Purpose built student accommodation (PBSA) in the UK is a fragmented market. There’s no IPD benchmark and only one listed company, Unite Group, with a demonstrable yield track record.
The majority of investors are private and consequently transparency
is limited. With a portfolio now extending to 46,000 beds across the UK, we
have historically used Unite’s portfolio as a proxy for the wider PBSA
market.
Over the longer term, Unite’s portfolio yield has shown greater
stability than other property sectors, weakening by a relatively muted 110bp
through the GFC (5.7% to 6.8%) vs IPD all property which weakened 330bp (4.6%
to 7.9%) and latterly, in the post-QE recovery, compressing 120bp to 5.5% (vs
IPD all property -290bp to 5.0%). What this misses though is the 54 months (Dec
2009 to Jun 2014) when PBSA yields drifted along at 6.5%, which was broken only
when the investment market awoke to the structural opportunity on offer. Having
bubbled along at £2bn pa between 2011-2014, transaction volumes in 2015 nearly
tripled to £5.5bn (c.25% of the market) as a number of portfolios were brought
to the market and PBSA’s defensive growth characteristics and rental growth
potential became more widely understood.
It is estimated that 85% of the sector is now owned by longer term
investors. For operational landlords, scale is important and several investors
have openly stated their intention of wanting to acquire further beds to drive
economies of scale. Only two portfolios are currently on the market for a combined
£700m and other opportunities to acquire scale, quickly, are few and far
between. The three largest operators (Unite, Vero Group and Liberty Living)
have a combined market share approaching 40%, excluding university-owned PBSA.
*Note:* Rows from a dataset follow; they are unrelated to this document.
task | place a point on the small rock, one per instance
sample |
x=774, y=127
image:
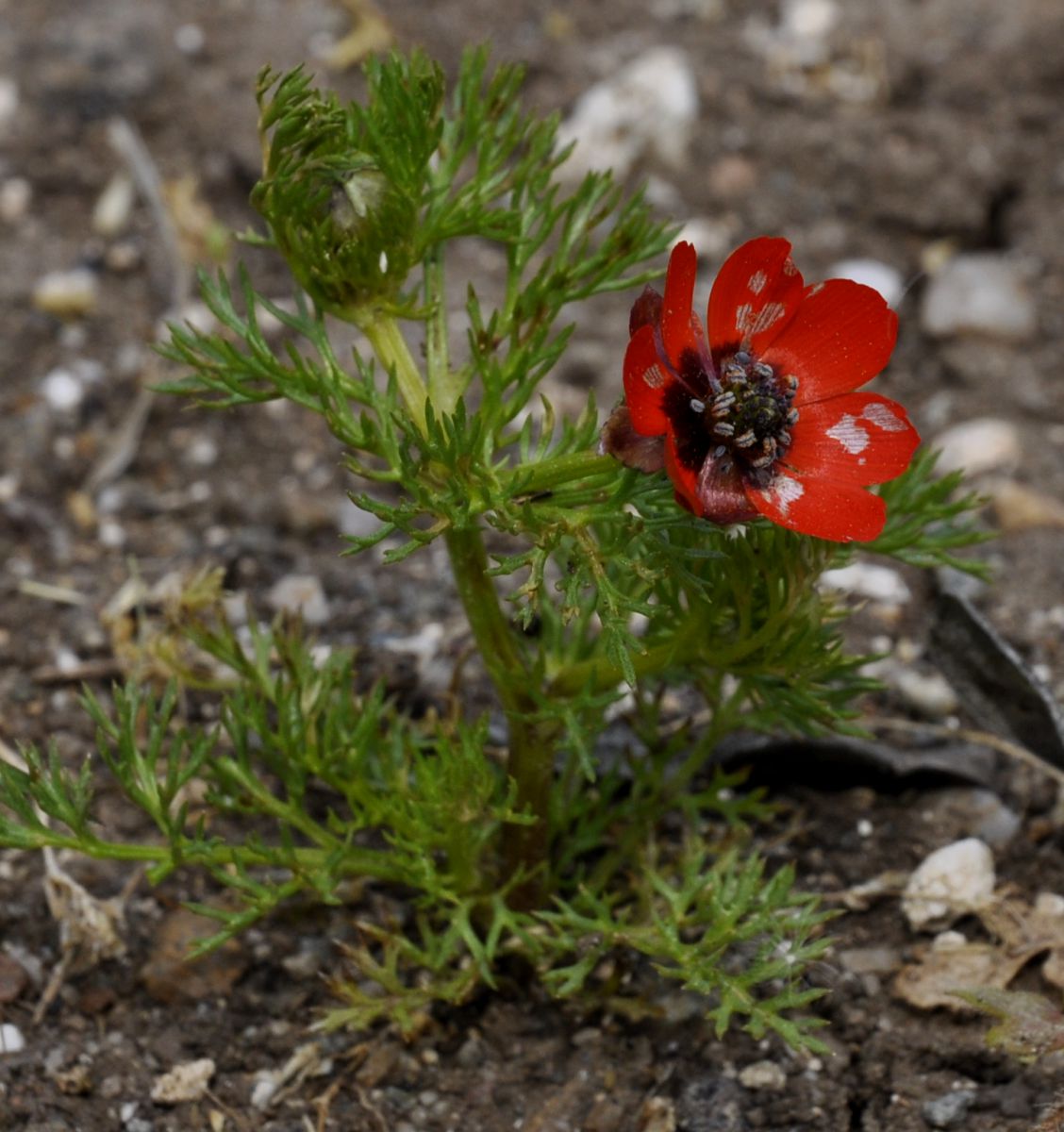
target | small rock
x=186, y=1081
x=949, y=1109
x=1020, y=508
x=979, y=293
x=11, y=1040
x=984, y=444
x=649, y=107
x=300, y=593
x=67, y=294
x=867, y=580
x=928, y=691
x=62, y=391
x=763, y=1075
x=190, y=39
x=949, y=883
x=657, y=1114
x=9, y=101
x=113, y=207
x=870, y=960
x=15, y=196
x=880, y=276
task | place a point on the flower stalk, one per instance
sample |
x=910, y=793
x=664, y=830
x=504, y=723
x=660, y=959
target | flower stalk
x=581, y=581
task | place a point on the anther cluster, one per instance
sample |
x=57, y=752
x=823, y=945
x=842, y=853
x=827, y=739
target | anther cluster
x=751, y=414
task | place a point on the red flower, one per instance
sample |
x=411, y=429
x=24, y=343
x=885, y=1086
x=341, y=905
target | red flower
x=763, y=419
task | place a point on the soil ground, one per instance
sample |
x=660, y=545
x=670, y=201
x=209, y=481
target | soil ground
x=923, y=123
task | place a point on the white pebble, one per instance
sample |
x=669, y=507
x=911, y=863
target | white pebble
x=8, y=101
x=67, y=294
x=985, y=444
x=15, y=196
x=979, y=293
x=929, y=693
x=765, y=1074
x=949, y=883
x=62, y=391
x=190, y=39
x=301, y=593
x=186, y=1081
x=880, y=276
x=113, y=207
x=649, y=107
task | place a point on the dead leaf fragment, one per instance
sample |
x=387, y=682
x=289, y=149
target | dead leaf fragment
x=186, y=1081
x=90, y=929
x=657, y=1115
x=1030, y=1024
x=952, y=963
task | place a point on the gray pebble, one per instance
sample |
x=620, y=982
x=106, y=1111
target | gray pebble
x=949, y=1109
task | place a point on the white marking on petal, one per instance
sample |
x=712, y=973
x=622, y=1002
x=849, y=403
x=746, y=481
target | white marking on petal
x=655, y=377
x=785, y=491
x=850, y=435
x=883, y=418
x=750, y=322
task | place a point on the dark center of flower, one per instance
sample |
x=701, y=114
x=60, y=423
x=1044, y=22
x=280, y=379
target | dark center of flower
x=751, y=416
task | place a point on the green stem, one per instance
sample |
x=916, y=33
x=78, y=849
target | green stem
x=445, y=386
x=546, y=474
x=391, y=348
x=532, y=744
x=688, y=646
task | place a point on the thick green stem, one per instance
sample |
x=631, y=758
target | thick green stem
x=445, y=386
x=394, y=355
x=531, y=742
x=546, y=474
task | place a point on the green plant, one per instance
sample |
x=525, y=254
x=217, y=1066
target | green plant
x=583, y=582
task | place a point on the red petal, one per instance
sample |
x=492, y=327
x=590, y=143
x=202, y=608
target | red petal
x=680, y=329
x=856, y=439
x=684, y=479
x=840, y=339
x=645, y=382
x=754, y=297
x=825, y=508
x=621, y=441
x=645, y=310
x=722, y=492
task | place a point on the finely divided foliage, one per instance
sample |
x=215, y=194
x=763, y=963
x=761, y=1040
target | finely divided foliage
x=581, y=581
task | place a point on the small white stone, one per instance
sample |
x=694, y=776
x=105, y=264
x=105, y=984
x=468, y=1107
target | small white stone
x=113, y=207
x=8, y=101
x=949, y=883
x=62, y=391
x=190, y=39
x=186, y=1081
x=11, y=1040
x=985, y=444
x=869, y=580
x=979, y=293
x=880, y=276
x=301, y=593
x=765, y=1074
x=203, y=452
x=67, y=294
x=15, y=196
x=649, y=107
x=929, y=693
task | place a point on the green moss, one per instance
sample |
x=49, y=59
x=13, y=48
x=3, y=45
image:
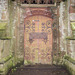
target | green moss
x=69, y=59
x=26, y=62
x=3, y=26
x=70, y=38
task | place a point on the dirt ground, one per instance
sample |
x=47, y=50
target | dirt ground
x=39, y=70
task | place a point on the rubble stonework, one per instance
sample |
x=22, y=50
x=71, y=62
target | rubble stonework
x=12, y=48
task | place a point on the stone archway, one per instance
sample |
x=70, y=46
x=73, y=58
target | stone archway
x=38, y=41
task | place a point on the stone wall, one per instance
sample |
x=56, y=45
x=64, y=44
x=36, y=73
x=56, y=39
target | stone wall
x=3, y=10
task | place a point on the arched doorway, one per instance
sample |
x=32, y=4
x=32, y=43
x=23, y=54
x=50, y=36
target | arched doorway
x=38, y=39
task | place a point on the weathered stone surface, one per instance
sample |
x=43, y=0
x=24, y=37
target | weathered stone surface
x=72, y=16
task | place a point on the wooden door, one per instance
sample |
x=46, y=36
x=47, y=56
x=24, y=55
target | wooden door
x=38, y=39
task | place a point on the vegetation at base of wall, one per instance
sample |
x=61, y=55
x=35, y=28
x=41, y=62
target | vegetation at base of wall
x=26, y=62
x=70, y=38
x=69, y=59
x=4, y=60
Given the long lead-in times on developments, and we note Unite is the only
operator with internal development skills, we would not be surprised to see
further consolidation across the sector in the race to bulk up. However, having
acquired scale, the next challenge for the (relatively) new entrants will be to
build out an operational platform.
The UK development pipeline stands at around 30,000 beds pa for
the next few years. When set against the existing number of corporate PBSA beds
(0.2m), this may look high, but student numbers are rising at a faster pace. In
2015/16, the net increase in the student population was around 0.1m and looking
forward, while the rate of growth is likely to slow, it should still annualise
at around 50-60,000 through the three year cycle. In this context, it is
difficult to see the >3x demand/supply imbalance being eroded in anything
like the medium term.
As ever with property though, it’s all about location, location,
location. As university enrolments become more differentiated and students become
ever more discerning and demanding, growth cannot be taken for granted, and
rental growth of 3.5-4.0% pa will only be achievable if you have properly
configured assets in the right sub-markets.